Re: [Groff] Re: groff: radical re-implementation
> 2. Perhaps it is a good point of view to see troff (gtroff) as an
> engine which handles _glyphs_, not characters, in a given context of
> typographic style and layout. The current glyph is defined by the
> current point size, the current font, and the name of the
> "character" which is to be rendered, and troff necessarily takes
> account of the metric information associated with this glyph.
Exactly. But the current terminology in gtroff is more than
ambiguous, and I believe that we need a clear separation between
characters and glyphs.
> Logically, therefore, troff could be "neutral" about what the byte
> "a" stands for. From that point of view, a troff which makes no
> assumptions of this kind, amd which consults external tables about
> the meaning of its input and about the characteristics of what
> output that input implies, purely for the purpose of correct
> formatting, is perhaps the pure ideal. And from that point of view,
> therefore, unifying the input conventions on the basis of a
> comprehensive encoding (such as UTF-8 or Unicode is intended to
> become) would be a great step towards attaining this neutrality.
I fully agree. A single input character set (as universal as
possible) is the right thing, and everything else shall be managed by
preprocessors (and a postprocessor for tty).
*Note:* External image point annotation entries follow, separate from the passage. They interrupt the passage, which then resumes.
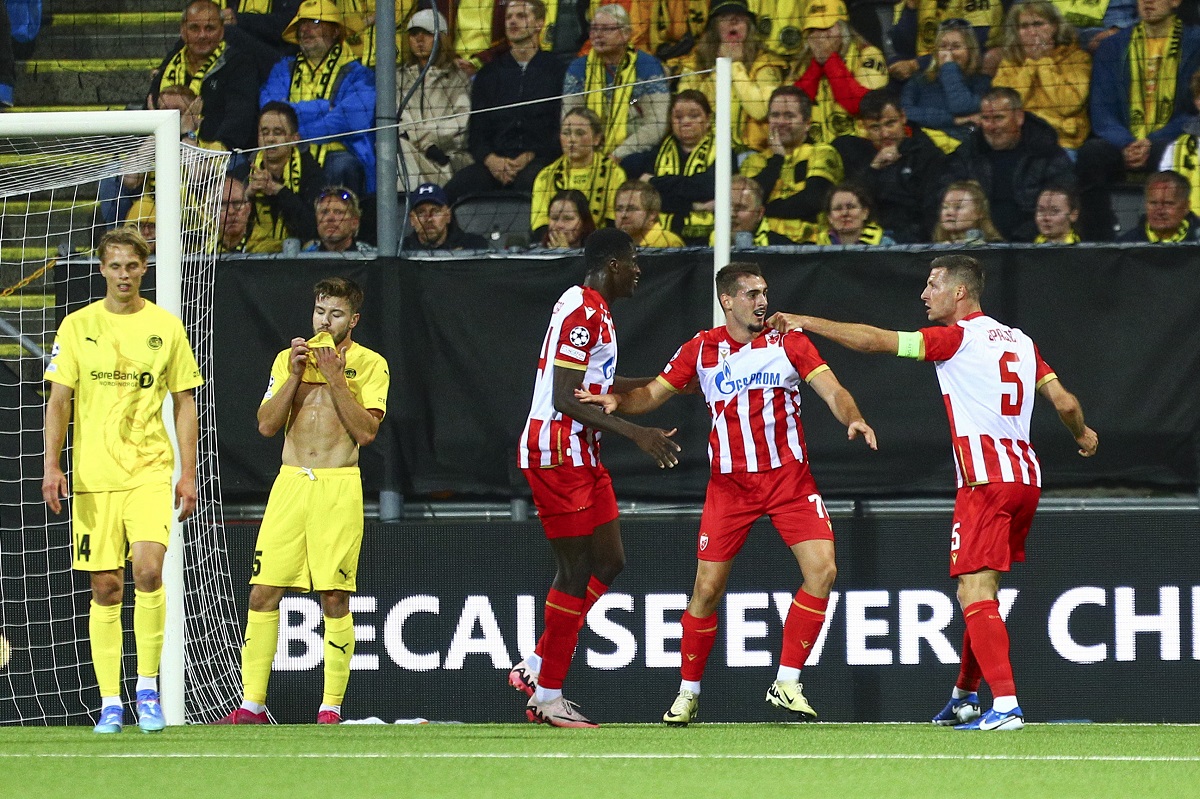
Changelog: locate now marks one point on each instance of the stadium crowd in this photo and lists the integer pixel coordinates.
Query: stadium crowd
(856, 121)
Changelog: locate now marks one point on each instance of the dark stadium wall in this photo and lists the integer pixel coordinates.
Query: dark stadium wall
(1104, 618)
(462, 340)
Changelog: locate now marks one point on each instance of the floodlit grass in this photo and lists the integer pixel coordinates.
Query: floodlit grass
(637, 761)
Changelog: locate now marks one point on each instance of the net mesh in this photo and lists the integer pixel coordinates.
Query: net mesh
(49, 190)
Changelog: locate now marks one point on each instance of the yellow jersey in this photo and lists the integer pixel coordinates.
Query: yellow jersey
(120, 367)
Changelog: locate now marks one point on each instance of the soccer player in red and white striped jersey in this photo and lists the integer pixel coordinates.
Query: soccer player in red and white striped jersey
(559, 455)
(989, 373)
(750, 378)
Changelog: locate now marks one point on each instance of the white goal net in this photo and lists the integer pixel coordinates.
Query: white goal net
(53, 186)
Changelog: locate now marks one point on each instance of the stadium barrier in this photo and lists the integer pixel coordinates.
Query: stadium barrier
(462, 337)
(1104, 618)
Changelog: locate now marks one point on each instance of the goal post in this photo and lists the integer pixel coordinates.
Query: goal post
(67, 155)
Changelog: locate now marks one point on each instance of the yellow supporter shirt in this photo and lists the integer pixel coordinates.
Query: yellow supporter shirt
(120, 367)
(366, 374)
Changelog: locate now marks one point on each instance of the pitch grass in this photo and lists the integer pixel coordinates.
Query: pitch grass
(617, 761)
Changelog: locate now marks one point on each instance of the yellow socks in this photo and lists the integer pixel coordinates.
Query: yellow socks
(105, 632)
(258, 653)
(339, 652)
(149, 622)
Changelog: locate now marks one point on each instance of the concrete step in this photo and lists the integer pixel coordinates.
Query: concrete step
(89, 82)
(99, 36)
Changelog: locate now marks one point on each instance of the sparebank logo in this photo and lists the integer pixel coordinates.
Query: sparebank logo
(727, 384)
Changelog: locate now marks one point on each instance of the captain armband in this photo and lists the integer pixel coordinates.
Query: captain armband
(909, 344)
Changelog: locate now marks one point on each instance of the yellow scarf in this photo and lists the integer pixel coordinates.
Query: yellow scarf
(871, 234)
(1181, 234)
(1185, 161)
(1072, 238)
(1145, 120)
(696, 224)
(175, 72)
(599, 175)
(612, 104)
(319, 82)
(269, 228)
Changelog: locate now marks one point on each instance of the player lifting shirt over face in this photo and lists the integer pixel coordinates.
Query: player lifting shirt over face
(330, 395)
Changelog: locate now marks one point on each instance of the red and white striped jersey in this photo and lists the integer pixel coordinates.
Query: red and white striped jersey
(989, 373)
(581, 336)
(753, 395)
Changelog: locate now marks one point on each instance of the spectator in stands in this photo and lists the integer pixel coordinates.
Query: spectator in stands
(221, 74)
(511, 145)
(835, 68)
(331, 92)
(946, 96)
(748, 216)
(731, 32)
(1056, 215)
(921, 22)
(433, 121)
(237, 223)
(1181, 155)
(851, 218)
(636, 210)
(635, 112)
(795, 175)
(1139, 102)
(283, 181)
(903, 169)
(682, 168)
(339, 217)
(1045, 65)
(582, 167)
(433, 226)
(1168, 217)
(965, 217)
(141, 216)
(1013, 156)
(570, 222)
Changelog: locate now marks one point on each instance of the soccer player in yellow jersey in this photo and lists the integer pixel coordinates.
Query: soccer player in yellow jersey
(330, 395)
(114, 361)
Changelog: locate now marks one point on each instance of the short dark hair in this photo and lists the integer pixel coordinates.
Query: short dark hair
(792, 91)
(729, 276)
(283, 109)
(124, 236)
(963, 270)
(604, 246)
(875, 101)
(340, 287)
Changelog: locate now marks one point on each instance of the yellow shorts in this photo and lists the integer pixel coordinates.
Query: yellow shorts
(105, 523)
(312, 530)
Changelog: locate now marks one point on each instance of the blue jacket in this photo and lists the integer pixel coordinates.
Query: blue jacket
(935, 103)
(1109, 101)
(353, 109)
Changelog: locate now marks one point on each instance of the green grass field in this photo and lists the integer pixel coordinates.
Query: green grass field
(532, 762)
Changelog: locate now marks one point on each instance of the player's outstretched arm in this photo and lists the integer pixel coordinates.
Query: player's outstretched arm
(58, 416)
(654, 442)
(1072, 415)
(844, 407)
(863, 338)
(187, 432)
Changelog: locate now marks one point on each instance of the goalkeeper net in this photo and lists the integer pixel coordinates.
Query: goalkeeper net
(51, 188)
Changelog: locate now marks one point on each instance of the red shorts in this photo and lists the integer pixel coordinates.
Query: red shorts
(735, 502)
(573, 500)
(990, 524)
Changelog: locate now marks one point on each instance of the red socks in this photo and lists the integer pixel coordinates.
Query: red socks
(969, 672)
(699, 636)
(989, 642)
(563, 620)
(802, 628)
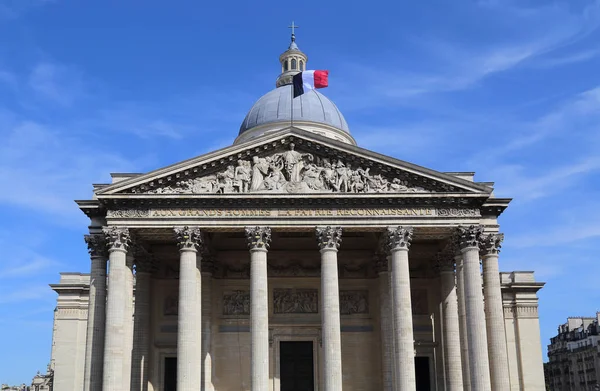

> Meanwhile, interested parties who have not yet studied it may find
> the "UTF-8 and Unicode FAQ for Unix/Linux" by Markus Kuhn well worth
Yes, Markus is doing an excellent job.
> By the way, your comment that hyphenation, for instance, is not a
> "glyph question" is, I think, not wholly correct. Certainly,
> hyphenation _rules_ are not a glyph question: as well as being
> language-dependent, there may also be "house rules" about it; these
> come under "typographic style" as above. But the size of a hyphen
> and associated spacing are glyph issues, and these may interact with
> where a hyphenation occurs or whether it occurs at all, according to
> the rules.
I mean the algorithm of finding possible breakpoints which must be
based on input characters. The final decision where a word will be
broken is of course a glyph issue.